Jorge Veloso, presidente da Associação Nacional de Assembleias de Freguesia (ANAFRE), refere que o problema abrange freguesias de norte a sul. O JN questionou o Ministério da Administração Interna sobre a quantidade destes casos no país, mas fonte oficial referiu que a Administração Eleitoral só tinha conhecimento do caso da freguesia de São Mamede de Ribatua, em Alijó, onde o novo executivo não entrou em funções por ausência de acordo para a composição.
Falta de acordo
Em São Mamede, o presidente eleito pela coligação PSD/CDS-PP, Mário Vaz, disse ao JN que, perante a falta de acordo após várias reuniões, e sempre por alegado incumprimento da lei da paridade, a solução foi a marcação de novas eleições. Há executivos de juntas por instalar em muitas mais freguesias do país, como é o caso de Mascarenhas, em Mirandela, e de Perre, em Viana do Castelo.
Jorge Veloso não tem dúvidas que a única solução é "alterar a lei das autarquias locais". É que a atual "é omissa", ou seja, "não tem um prazo para que as assembleias de freguesia decorram". "Podem realizar-se 10, 20 ou 30 reuniões e, mesmo assim, continuar a não se conseguir chegar a acordo" para a instalação dos órgãos.

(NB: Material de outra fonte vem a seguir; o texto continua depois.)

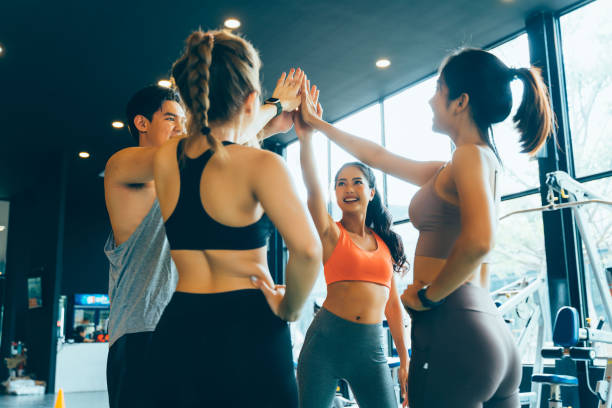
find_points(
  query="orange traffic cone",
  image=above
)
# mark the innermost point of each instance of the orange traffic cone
(59, 400)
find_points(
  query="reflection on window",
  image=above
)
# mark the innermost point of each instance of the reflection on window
(519, 243)
(598, 218)
(4, 210)
(520, 172)
(587, 41)
(365, 124)
(408, 120)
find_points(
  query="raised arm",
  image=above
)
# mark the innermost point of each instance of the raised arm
(316, 197)
(373, 154)
(287, 89)
(279, 198)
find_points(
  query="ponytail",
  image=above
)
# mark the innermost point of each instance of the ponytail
(534, 118)
(486, 79)
(216, 66)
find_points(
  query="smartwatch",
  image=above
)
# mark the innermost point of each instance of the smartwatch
(427, 302)
(275, 101)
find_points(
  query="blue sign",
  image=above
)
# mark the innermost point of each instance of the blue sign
(91, 300)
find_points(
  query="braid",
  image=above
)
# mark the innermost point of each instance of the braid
(199, 58)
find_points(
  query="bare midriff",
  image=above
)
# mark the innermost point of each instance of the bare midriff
(213, 271)
(357, 301)
(427, 269)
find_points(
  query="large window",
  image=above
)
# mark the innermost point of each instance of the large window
(4, 210)
(587, 41)
(408, 120)
(519, 249)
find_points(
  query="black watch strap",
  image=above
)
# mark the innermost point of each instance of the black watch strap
(275, 101)
(427, 302)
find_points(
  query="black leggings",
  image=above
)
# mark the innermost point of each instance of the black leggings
(463, 355)
(126, 369)
(222, 350)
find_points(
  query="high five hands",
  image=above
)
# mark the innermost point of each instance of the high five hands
(293, 90)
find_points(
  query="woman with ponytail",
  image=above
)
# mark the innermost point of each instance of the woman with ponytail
(360, 255)
(463, 354)
(219, 200)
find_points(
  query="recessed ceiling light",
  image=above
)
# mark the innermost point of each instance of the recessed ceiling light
(383, 63)
(232, 23)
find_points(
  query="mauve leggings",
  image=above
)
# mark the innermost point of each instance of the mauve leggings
(463, 355)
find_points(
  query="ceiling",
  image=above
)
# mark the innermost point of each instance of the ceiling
(70, 66)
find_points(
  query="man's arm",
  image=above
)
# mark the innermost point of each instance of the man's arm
(133, 165)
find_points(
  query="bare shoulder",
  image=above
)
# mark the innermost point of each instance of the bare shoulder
(263, 160)
(166, 153)
(470, 157)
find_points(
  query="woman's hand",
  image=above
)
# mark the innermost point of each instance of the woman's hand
(410, 298)
(274, 296)
(302, 129)
(288, 90)
(310, 108)
(402, 376)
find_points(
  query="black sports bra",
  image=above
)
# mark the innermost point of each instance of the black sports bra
(191, 227)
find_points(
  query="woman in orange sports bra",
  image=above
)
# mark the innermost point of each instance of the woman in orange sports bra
(463, 354)
(360, 255)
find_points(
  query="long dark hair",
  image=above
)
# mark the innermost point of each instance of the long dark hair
(486, 79)
(379, 219)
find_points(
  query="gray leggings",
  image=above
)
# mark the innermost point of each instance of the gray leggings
(463, 355)
(336, 348)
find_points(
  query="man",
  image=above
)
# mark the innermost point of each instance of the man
(142, 276)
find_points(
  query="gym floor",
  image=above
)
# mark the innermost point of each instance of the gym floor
(73, 400)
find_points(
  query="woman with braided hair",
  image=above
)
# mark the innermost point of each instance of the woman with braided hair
(463, 354)
(219, 200)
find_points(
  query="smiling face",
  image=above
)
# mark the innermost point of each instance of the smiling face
(353, 194)
(442, 116)
(167, 122)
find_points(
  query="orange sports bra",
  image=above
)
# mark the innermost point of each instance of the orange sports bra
(348, 262)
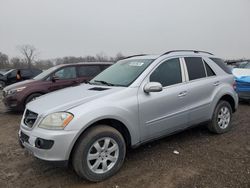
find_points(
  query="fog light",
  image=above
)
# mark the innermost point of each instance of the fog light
(44, 144)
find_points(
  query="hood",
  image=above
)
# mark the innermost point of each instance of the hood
(20, 84)
(65, 99)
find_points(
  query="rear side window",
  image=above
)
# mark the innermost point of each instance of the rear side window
(103, 67)
(88, 71)
(26, 73)
(168, 73)
(210, 72)
(195, 68)
(222, 65)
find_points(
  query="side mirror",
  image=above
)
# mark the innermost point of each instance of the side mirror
(54, 78)
(152, 87)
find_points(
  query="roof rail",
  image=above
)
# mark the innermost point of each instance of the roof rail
(195, 51)
(134, 56)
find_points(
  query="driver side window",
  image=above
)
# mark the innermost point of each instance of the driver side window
(168, 73)
(66, 73)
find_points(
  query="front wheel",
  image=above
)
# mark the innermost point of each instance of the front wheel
(221, 120)
(99, 153)
(2, 84)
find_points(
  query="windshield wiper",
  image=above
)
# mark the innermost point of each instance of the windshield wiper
(104, 82)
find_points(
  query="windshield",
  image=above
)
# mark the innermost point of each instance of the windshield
(5, 73)
(45, 73)
(123, 73)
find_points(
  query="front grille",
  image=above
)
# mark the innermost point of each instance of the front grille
(30, 118)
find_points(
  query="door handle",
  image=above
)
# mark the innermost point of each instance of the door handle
(216, 83)
(182, 94)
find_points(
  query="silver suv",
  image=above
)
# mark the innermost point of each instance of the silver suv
(136, 100)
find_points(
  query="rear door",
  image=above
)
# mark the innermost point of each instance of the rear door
(201, 83)
(163, 112)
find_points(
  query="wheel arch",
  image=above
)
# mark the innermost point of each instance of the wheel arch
(229, 99)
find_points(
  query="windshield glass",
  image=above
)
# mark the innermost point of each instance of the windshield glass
(5, 73)
(45, 73)
(123, 73)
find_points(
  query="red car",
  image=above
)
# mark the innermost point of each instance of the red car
(17, 95)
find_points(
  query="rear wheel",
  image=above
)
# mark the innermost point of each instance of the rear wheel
(221, 121)
(99, 153)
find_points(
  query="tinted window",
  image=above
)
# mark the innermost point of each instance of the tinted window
(88, 71)
(26, 72)
(168, 73)
(103, 67)
(247, 66)
(123, 73)
(195, 68)
(12, 74)
(66, 73)
(222, 65)
(210, 72)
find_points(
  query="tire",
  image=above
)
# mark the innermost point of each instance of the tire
(87, 144)
(2, 84)
(32, 97)
(221, 120)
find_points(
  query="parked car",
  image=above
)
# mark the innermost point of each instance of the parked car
(242, 77)
(9, 77)
(16, 96)
(136, 100)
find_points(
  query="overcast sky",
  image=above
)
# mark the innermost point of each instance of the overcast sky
(60, 28)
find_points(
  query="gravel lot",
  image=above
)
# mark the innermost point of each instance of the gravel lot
(204, 160)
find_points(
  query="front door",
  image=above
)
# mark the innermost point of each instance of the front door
(163, 112)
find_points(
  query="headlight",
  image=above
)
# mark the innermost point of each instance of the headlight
(13, 91)
(56, 121)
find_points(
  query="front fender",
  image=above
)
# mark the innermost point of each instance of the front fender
(83, 121)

A ANAFRE reuniu, recentemente, com o secretário de Estado da Administração Local e com a Direção-Geral das Autarquias Locais, e aguarda "proposta de aperfeiçoamento da lei", para que estes casos não se repitam após as eleições autárquicas de 2025. "Prometeram-nos que iria ser breve".
Desculpa inaceitável
A perfeição que aquela associação persegue vai mais além: "Há muitos executivos que não estão a respeitar a lei da paridade e há impugnações sobre a composição de outros. Não pode haver um executivo de três homens, nem um de três mulheres", sublinha Jorge Veloso, acrescentando que "a desculpa de que a mulher que estava na lista não está disponível não pode pegar".

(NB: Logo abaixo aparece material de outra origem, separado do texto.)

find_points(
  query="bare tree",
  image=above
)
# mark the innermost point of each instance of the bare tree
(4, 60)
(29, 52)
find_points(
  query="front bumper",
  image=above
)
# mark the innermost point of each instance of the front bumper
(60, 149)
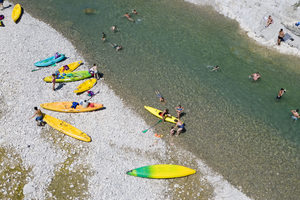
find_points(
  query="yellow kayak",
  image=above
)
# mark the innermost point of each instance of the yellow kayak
(16, 12)
(86, 85)
(161, 171)
(156, 112)
(66, 128)
(66, 107)
(71, 66)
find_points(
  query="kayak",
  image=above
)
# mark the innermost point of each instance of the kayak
(49, 61)
(66, 107)
(156, 112)
(66, 128)
(16, 13)
(69, 77)
(161, 171)
(71, 67)
(86, 85)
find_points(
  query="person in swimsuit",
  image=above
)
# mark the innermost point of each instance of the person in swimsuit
(165, 114)
(295, 115)
(53, 81)
(103, 37)
(280, 37)
(255, 76)
(180, 126)
(39, 117)
(179, 110)
(134, 12)
(215, 68)
(269, 21)
(280, 93)
(128, 17)
(117, 47)
(161, 99)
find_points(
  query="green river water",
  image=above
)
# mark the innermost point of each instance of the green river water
(236, 126)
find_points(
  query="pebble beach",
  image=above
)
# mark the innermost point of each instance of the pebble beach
(41, 163)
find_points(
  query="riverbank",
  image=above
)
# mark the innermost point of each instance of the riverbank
(252, 17)
(52, 164)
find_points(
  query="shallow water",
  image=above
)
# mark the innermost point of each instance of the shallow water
(235, 125)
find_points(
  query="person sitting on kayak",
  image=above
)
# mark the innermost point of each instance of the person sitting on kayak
(161, 99)
(57, 55)
(117, 47)
(39, 117)
(255, 76)
(179, 110)
(165, 114)
(180, 126)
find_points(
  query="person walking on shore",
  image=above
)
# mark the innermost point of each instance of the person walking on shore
(295, 115)
(53, 81)
(179, 110)
(128, 17)
(269, 21)
(39, 117)
(280, 93)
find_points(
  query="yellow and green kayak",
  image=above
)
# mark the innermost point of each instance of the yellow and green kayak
(69, 77)
(16, 13)
(161, 171)
(157, 112)
(66, 128)
(86, 85)
(71, 66)
(66, 107)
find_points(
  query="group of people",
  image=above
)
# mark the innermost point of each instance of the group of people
(114, 29)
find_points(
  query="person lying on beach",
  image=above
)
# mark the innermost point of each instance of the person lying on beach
(280, 93)
(255, 76)
(161, 99)
(134, 12)
(180, 126)
(295, 114)
(179, 110)
(128, 17)
(280, 37)
(215, 68)
(115, 46)
(165, 114)
(269, 21)
(103, 37)
(39, 117)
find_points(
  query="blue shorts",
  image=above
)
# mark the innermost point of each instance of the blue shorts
(39, 118)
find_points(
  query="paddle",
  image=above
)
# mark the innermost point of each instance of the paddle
(42, 68)
(144, 131)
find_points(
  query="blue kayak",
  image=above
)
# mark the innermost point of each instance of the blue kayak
(49, 61)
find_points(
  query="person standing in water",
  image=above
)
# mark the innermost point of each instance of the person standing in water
(128, 17)
(280, 93)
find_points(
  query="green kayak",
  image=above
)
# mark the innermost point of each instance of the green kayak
(69, 77)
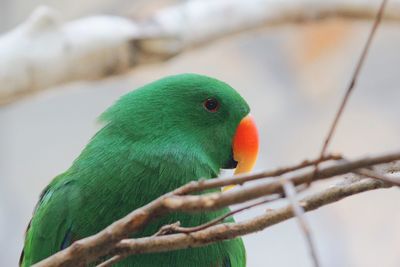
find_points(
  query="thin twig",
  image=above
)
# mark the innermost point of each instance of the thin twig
(352, 83)
(231, 230)
(375, 175)
(90, 249)
(354, 78)
(290, 193)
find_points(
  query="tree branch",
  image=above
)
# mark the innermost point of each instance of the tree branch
(45, 51)
(231, 230)
(90, 249)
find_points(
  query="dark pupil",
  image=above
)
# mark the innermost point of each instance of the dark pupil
(211, 104)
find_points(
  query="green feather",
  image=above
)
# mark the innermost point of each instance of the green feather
(154, 140)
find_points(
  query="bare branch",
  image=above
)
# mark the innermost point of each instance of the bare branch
(354, 78)
(290, 193)
(90, 249)
(107, 45)
(231, 230)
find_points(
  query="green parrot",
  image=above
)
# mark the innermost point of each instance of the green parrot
(154, 139)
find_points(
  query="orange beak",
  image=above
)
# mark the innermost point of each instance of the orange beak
(245, 146)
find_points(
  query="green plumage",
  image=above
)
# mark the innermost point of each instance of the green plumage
(154, 140)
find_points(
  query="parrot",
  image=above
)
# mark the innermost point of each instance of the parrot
(154, 139)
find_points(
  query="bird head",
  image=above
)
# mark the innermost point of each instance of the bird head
(188, 117)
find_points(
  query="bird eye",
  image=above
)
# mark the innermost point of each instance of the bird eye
(211, 105)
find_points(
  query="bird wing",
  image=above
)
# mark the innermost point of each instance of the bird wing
(50, 229)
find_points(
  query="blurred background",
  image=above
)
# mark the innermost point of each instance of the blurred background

É este o caso de São Mamede de Ribatua. Para além de Mário Vaz como presidente, o executivo da Junta teria um segundo elemento masculino da sua lista e o terceiro teria de ser uma mulher. Havia três nos sete elementos eleitos para a Assembleia de Freguesia. Duas foram rejeitadas e uma não se mostrou disponível para o cargo. Perante a falta de acordo sucessiva, a solução passará por realizar novas eleições, ainda sem data.
Intercalares
3 novas eleições
A 12 de dezembro realizam-se em Esqueiros, Nevogilde e Travassos, em Vila Verde. Em Ribeira, Terras de Bouro, serão a 26 de dezembro, e na Touça, Vila Nova de Foz Côa, no dia 9 janeiro de 2022.
A saber
Presidente propõe
O presidente da Junta é o primeiro candidato da lista mais votada para a Assembleia de Freguesia. Os vogais são eleitos na primeira reunião da assembleia, entre os seus membros, mediante proposta do presidente.
Problema sem fim
"Se for preciso ir a eleições outra vez, vai-se"

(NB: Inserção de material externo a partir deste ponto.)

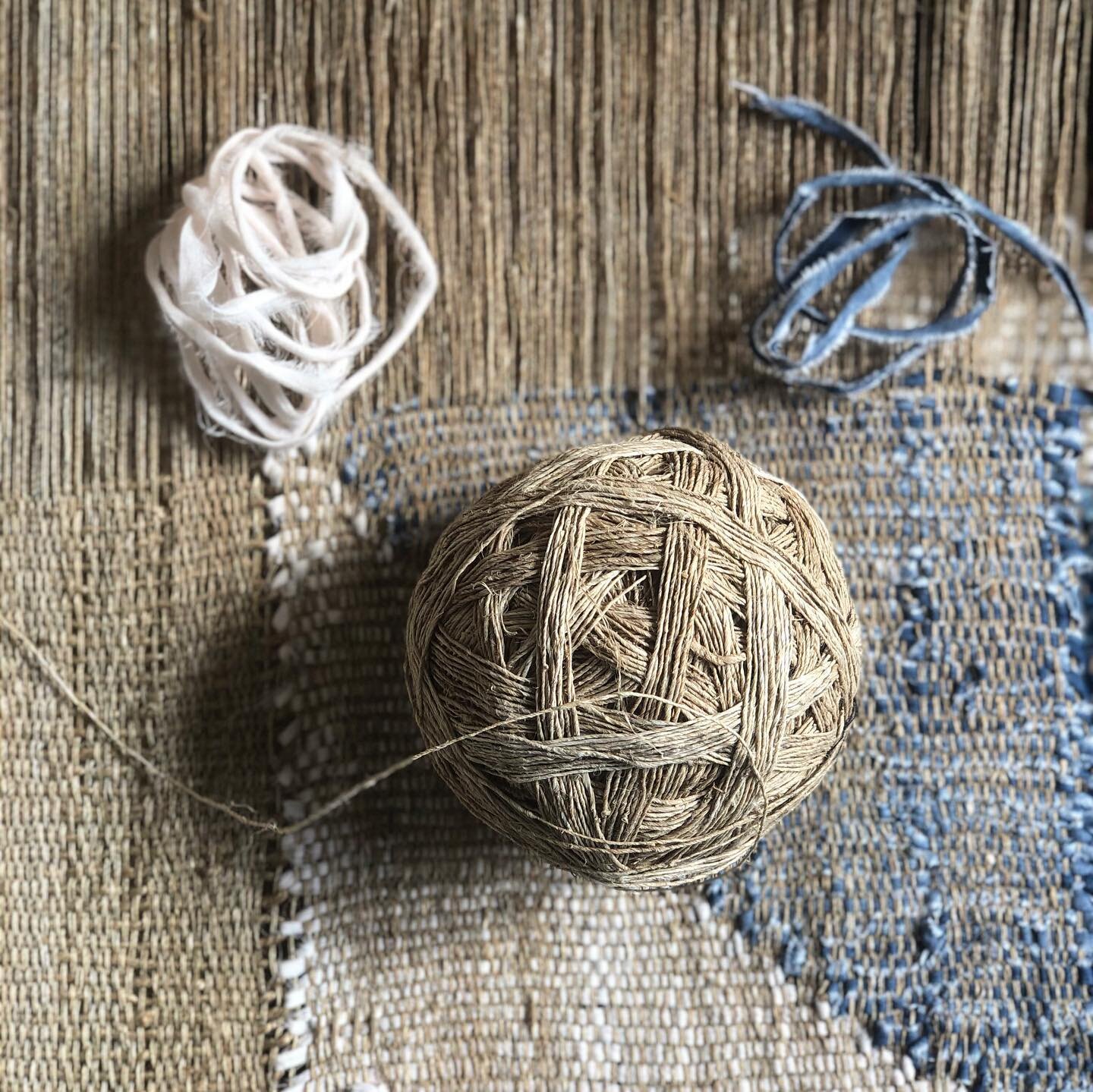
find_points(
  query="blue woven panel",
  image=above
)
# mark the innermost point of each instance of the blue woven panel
(937, 888)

Em Perre, não há entendimento na formação da Junta e da Assembleia de Freguesia
No quadro atual, independentemente de o presidente da Junta estar eleito, se não houver uma demissão dos eleitos para a Assembleia de Freguesia para obrigar a realizar novas eleições, o problema arrasta-se. Garcia Gonçalves, habitante de Perre, em Viana do Castelo, fala de cima do muro do seu quintal, com um engaço na mão: "Estamos sem governo. Eles devem entender-se. Se for preciso ir a eleições outra vez, vai-se. Eu torno a ir. Nós o que queremos é uma Junta que olhe por nós".
O impasse na formação do executivo e na Assembleia da Freguesia, que se arrasta desde as eleições, tem dado que falar na aldeia.
Paula Arieiro, presidente, foi eleita (pela primeira vez) pelo movimento independente "Gostar de Perre", com mais 123 votos do que a segunda lista mais votada, a da coligação PSD-CDS. Elegeu quatro mandatos e a lista opositora de Direita, encabeçada por Eduardo Ferreira, outros quatro. Uma terceira candidatura da CDU, liderada por Glória Felgueiras, elegeu um.
Reuniram-se a 14 de outubro e foi votada uma proposta de Paula Arieiro, para o executivo apenas com membros da sua lista, que obteve quatro votos a favor, dois contra e três brancos. A equipa da Mesa da Assembleia teve quatro votos favoráveis e cinco brancos. Levantaram-se vozes que defendem a validade dos votos brancos nas contas da votação e a partir daí dividiram-se as águas.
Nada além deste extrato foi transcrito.